The WEF’s ‘Top ten emerging technologies report 2023’ assessed how each technology will impact people, the planet, prosperity, industry and equity and was produced in collaboration with Frontiers, a publisher of peer-reviewed, open-access, scientific journals.
The technologies analysed for the annual list were those promising major benefits to societies and economies, as also those considered to be disruptive, attractive to investors and researchers, and expected to have achieved considerable scale within five years.
Since the first edition in 2011, the report has identified little-known technologies that went on to have a global impact. These include genomic vaccines, featured in the 2016 report and later became the technology underpinning most COVID-19 vaccines, and AI-led molecular design, featured on the 2018 list, two years before the first AI-discovered drugs entered clinical trials.
Talking about the selected top ten, the WEF said standard rigid batteries may soon be a thing of the past as thin, flexible batteries — made of lightweight materials that can be twisted, bent and stretched — reach the market.
This new generation of battery technology – expected to hit a market value of USD 240 million by 2027 – has applications across medical wearables, biomedical sensors, flexible displays and smartwatches. On generative AI, it said this new type of is AI capable of generating new and original content by learning from large datasets that was catapulted into public dialogue at the end of 2022 with the public release of ChatGPT. Evolving rapidly, generative AI is set to disrupt multiple industries, with applications in education, research and beyond, the WEF said.
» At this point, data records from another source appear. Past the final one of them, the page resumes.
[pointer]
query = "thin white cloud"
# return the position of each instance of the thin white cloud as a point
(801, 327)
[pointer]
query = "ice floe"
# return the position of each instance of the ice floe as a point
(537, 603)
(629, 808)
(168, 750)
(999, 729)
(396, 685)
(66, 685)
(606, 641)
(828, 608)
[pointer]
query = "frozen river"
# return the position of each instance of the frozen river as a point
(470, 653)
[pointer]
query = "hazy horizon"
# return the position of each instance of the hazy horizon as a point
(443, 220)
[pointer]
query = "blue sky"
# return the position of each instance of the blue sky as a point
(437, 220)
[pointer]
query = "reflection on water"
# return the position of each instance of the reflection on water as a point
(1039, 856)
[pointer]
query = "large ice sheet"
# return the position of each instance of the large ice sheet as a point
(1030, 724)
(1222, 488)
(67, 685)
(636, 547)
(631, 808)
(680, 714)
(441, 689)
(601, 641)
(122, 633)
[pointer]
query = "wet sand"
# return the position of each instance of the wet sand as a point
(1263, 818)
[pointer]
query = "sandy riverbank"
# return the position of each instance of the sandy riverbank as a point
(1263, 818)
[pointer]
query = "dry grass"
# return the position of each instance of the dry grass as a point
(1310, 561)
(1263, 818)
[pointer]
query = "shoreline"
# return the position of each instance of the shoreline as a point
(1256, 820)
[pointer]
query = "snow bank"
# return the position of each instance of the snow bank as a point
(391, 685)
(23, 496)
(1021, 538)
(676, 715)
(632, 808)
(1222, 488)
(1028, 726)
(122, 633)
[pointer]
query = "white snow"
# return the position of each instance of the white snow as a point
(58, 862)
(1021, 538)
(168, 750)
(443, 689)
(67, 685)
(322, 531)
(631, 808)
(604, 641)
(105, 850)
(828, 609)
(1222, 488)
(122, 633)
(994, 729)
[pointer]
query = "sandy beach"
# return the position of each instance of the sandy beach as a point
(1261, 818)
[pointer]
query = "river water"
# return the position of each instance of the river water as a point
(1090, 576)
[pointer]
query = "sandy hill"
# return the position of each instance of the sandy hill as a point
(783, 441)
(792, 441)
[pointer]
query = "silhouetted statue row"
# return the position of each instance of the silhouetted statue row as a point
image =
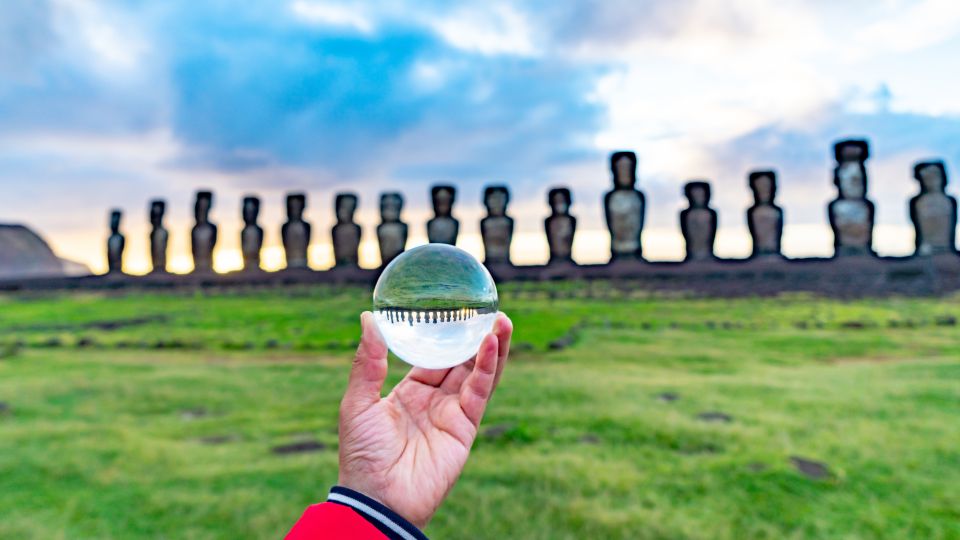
(851, 214)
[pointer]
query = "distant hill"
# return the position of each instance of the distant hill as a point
(24, 254)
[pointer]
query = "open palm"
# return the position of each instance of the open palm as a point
(407, 450)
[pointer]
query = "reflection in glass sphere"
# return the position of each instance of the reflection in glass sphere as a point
(434, 304)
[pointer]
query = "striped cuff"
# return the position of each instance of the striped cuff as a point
(387, 521)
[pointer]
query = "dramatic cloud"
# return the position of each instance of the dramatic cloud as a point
(109, 103)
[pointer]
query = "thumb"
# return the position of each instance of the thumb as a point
(368, 371)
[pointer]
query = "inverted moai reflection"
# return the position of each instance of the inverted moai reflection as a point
(251, 237)
(560, 226)
(296, 232)
(203, 237)
(624, 208)
(443, 228)
(497, 228)
(391, 232)
(158, 236)
(698, 222)
(933, 212)
(346, 233)
(851, 213)
(765, 218)
(399, 315)
(115, 244)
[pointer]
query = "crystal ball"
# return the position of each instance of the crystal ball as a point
(434, 304)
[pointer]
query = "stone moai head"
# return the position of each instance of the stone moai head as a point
(443, 197)
(346, 206)
(296, 202)
(391, 204)
(764, 187)
(251, 210)
(157, 209)
(496, 198)
(850, 175)
(932, 176)
(623, 165)
(697, 193)
(560, 200)
(115, 221)
(202, 207)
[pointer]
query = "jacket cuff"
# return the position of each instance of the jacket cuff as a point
(387, 521)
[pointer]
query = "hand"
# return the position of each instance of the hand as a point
(407, 450)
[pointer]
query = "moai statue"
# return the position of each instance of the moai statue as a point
(698, 222)
(560, 226)
(251, 237)
(851, 213)
(765, 218)
(391, 233)
(624, 208)
(296, 232)
(203, 237)
(115, 244)
(158, 236)
(443, 228)
(346, 233)
(933, 212)
(497, 228)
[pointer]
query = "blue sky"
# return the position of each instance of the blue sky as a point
(107, 104)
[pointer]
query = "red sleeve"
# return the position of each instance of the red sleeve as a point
(332, 521)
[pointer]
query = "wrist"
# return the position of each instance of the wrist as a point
(384, 518)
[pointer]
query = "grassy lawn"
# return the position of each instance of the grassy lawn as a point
(172, 416)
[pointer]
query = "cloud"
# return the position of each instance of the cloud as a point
(334, 15)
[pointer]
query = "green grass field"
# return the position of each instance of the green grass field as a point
(159, 416)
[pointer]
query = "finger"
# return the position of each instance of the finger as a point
(503, 329)
(369, 368)
(477, 388)
(454, 380)
(429, 377)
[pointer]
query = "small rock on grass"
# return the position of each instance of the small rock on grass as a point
(816, 470)
(217, 439)
(590, 438)
(715, 416)
(561, 343)
(298, 447)
(193, 414)
(496, 431)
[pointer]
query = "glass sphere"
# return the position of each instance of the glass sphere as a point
(434, 304)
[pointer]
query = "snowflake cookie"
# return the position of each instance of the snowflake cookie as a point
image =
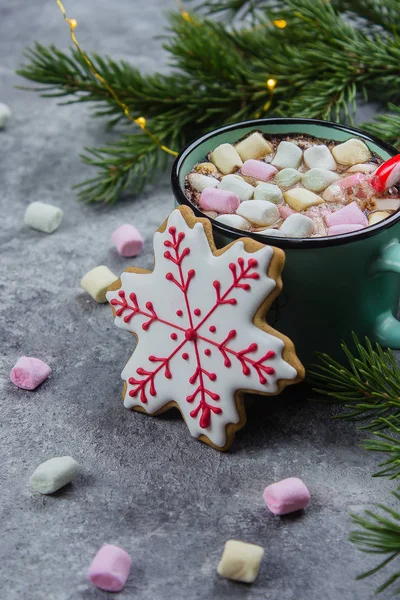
(200, 318)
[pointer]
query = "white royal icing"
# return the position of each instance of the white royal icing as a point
(171, 377)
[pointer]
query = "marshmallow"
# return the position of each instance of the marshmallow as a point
(258, 169)
(97, 281)
(109, 570)
(199, 182)
(268, 191)
(259, 212)
(240, 561)
(53, 474)
(350, 214)
(254, 146)
(300, 198)
(344, 228)
(42, 216)
(352, 152)
(234, 221)
(385, 203)
(5, 114)
(272, 232)
(317, 180)
(226, 159)
(377, 216)
(237, 185)
(287, 155)
(287, 496)
(29, 372)
(334, 193)
(297, 225)
(287, 177)
(127, 240)
(219, 200)
(319, 157)
(207, 169)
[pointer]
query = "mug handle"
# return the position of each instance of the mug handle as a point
(387, 327)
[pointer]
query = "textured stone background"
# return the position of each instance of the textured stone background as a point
(145, 484)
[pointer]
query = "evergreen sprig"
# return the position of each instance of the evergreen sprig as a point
(321, 60)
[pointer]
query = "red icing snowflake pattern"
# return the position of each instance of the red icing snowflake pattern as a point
(196, 332)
On sustainable aviation fuel, the report said with 2-3 per cent of annual global CO2 emissions coming from aviation, and no sign of long-haul electric flights, this fuel produced from biological (such as biomass) and non-biological (like CO2) sources could be the answer to decarbonize the aviation industry in the short to medium term.
On designer phages, the report said ‘phages’ are viruses that selectively infect specific types of bacteria.
Equipped with increasingly sophisticated genetic engineering tools, scientists can now reprogramme phages to infect the bacteria of their choosing, allowing them to target one type of bacteria in a complex community of co-existing types of bacteria such as in plant, animal and human microbiomes.
Though many of the near-term applications will be in research, there are signs these ‘designer’ phages could eventually be used to treat microbiome-associated diseases or eliminate dangerous bacteria in food supply chains.
Also, responding to the growing mental health crisis, product developers are starting to build shared virtual spaces to improve mental health.
“Video games are already being used to treat depression and anxiety and VR-enabled meditation is on the rise. Combined with next-generation wearables that allow the user to feel touch and or respond to the user’s emotional state, the future metaverse could be ripe for improving mental health,” the WEF said.
It further said drones and satellites have been gamechangers in monitoring large-scale farms that traditionally relied on manual soil testing and visual observations.
“Now we have a new generation of plant sensors – small, non-invasive devices that can be ‘worn’ by individual plants for continuous monitoring of temperature, humidity, moisture and nutrient levels. Assuming they can overcome scaling costs, wearable plant sensors could improve plant health and increase yields,” the report said.
On the other hand, ‘spatial omics’ allows scientists to “see” biological processes at the molecular level inside cells, by combining advanced imaging techniques with the specificity of DNA sequencing.
By revealing previously unobservable biological structures and events, this powerful new technology is poised to speed up our understanding of biology and help researchers develop new treatments for complex diseases, the report said.